Typically, business development companies pay out a large percentage of their earnings in form of dividends if they invest in smaller companies in the U.S.
Morgan Stanley, Credit Suisse Group AG, Goldman Sachs, Citigroup Inc., Wells Fargo & Co., and the Merrill Lynch unit of Bank of America Corp were the top underwriters.
Goldman Sachs BDC Inc shares will start to trade on the New York Stock Exchange on March 17, with Goldman set to ring the opening bell at the NYSE. The lending unit enjoys a great tax advantage and was established two years ago, to provide high yield loans.
In its aforementioned filings, Goldman said that it is keen on lending to U.S. firms that have no credit ratings and earn between $5 million and $75 million each year.
The IPO comes in the steps of Goldman’s predictions that regulations would arise that had the potential to move activities to non-banks from banks. Researchers at the financial firm also forecasted that non-traditional lending institutions could use up $11 billion out of the $150 billion yearly profits across the banking sector in a couple of years.
Business development companies are governed by various Securities and Exchange Commission regulations. A major requirement is that they maintain a 1:1 equity-debt ratio. These types of companies are particularly favorable given that they have fewer restriction compared to banks, which are governed by strict regulations surrounding leveraged lending. Business development companies do not pay federal taxes.
Robert Dodd, a specialty-financial analyst at Raymond James Financial Inc. said, ‘Due to the changing regulatory framework, banks are less competitive than they were in the past. By establishing a BDC facility, there are some advantages for the bank.”

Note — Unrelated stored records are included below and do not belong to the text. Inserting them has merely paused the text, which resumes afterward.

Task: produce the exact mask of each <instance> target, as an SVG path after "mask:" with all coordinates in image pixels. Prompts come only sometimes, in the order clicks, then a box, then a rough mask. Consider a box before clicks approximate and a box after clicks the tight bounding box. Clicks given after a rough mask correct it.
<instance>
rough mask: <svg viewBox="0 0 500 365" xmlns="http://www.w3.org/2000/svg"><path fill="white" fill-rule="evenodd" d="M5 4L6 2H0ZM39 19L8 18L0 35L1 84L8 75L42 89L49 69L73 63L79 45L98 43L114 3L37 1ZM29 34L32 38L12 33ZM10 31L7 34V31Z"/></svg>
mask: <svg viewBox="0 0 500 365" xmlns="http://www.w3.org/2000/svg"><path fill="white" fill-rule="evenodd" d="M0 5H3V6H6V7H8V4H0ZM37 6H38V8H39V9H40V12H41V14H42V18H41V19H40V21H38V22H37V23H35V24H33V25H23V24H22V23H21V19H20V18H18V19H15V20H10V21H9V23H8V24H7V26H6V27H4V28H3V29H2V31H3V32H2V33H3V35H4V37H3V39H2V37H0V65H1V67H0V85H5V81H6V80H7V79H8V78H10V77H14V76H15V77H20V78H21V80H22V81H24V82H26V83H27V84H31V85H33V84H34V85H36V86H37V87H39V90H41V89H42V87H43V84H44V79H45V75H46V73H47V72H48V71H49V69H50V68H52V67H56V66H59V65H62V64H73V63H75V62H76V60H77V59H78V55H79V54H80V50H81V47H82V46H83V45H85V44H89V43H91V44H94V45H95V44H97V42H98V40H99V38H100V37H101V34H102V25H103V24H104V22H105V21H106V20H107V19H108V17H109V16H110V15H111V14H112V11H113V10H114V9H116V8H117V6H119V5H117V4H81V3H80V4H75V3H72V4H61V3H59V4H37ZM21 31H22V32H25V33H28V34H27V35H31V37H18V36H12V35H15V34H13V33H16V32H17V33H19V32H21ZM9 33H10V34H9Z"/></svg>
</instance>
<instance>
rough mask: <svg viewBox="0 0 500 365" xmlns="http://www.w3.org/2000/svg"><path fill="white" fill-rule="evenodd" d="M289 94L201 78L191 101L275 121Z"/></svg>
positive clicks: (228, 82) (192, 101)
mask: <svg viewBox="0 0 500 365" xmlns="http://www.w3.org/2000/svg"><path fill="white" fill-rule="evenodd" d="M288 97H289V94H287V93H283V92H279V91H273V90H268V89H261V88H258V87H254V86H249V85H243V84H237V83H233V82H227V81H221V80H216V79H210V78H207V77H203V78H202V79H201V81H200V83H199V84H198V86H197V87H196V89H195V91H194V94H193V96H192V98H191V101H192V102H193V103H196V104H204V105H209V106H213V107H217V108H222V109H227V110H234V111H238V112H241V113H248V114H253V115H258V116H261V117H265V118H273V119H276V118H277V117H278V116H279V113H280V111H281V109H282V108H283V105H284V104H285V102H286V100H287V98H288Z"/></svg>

Policymakers are also considering the possibility of reducing the bureaucracy involved in creating BDCs and therefore allowing them to take on more debt. Brett Palmer, president of the Small Business Investor Alliance said that in the last Congress, time ran out to discuss a bill pertaining to this specific issue. However, there are signs that the bill will be introduced again in the current Congress.